A mechanically durable slippery liquid-infused porous surface based on distinctive ‘jaboticaba-like’ TiO2/sepiolite nanocomposites with superior hot water repellency and anti-corrosion for protecting various substrates

Abstract

Slippery liquid infused porous surfaces (SLIPS) are widely utilized due to their omniphobicity and distinctive slippery properties. Fragile mechanical properties and unstable lubricant layer of SLIPS have a substantial impact on its long-term application performance.
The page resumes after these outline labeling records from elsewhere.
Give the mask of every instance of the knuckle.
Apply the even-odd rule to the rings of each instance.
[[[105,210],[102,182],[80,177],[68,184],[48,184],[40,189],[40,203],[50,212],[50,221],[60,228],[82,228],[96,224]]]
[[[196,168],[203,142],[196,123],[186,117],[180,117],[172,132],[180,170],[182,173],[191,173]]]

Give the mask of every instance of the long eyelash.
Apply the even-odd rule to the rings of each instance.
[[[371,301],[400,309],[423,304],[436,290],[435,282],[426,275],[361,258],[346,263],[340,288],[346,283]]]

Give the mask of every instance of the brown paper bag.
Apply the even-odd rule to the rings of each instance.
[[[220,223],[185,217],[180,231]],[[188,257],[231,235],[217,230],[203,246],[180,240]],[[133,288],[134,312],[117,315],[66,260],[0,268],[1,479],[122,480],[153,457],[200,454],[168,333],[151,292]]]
Herein, a pre-oil-infused mechanically robust organic/inorganic composite superhydrophobic surface (SC) for SLIPS with hierarchical roughness was obtained by in-situ growing a significant amount TiO2 nanospheres on the surface of sepiolite (SEP) fiber structures via hydrogen bonding, Ti-O-Si covalent bonding, and electrostatic power, resulting in a unique bionic “jaboticaba-like” structure on SC. Through hydrogen bonding, the hydroxyl groups on the TiO2 surface can also interact with the cross-linked polymer PVDF-HFP (polyethylene fluoride hexafluoropropylene). In the presence of multiple interactions, SC could resist 300 cycles of a rigorous Taber rubbing test with a 500 g weight and yet retain superhydrophobicity. The prepared SLIPS have exceptional hot water (boiling water) resistance, strong shear stability (8000 rpm/min), and water jetting resistance (40 kPa). Corrosion current density of SLIPS and SC was decreased by roughly 4 orders of magnitude and 3 orders of magnitude, respectively, after exposure to 3.5 wt% NaCl solution as compared to bare aluminum substrate. SLIPS have higher long-term corrosion resistance compared to SC. Owing to the “jaboticaba-like” hierarchical structure, SLIPS have great oil-locking capabilities, as well as good mechanical stability and long-term corrosion resistance. This article offers recommendations for developing tough SLIPS for future engineering applications.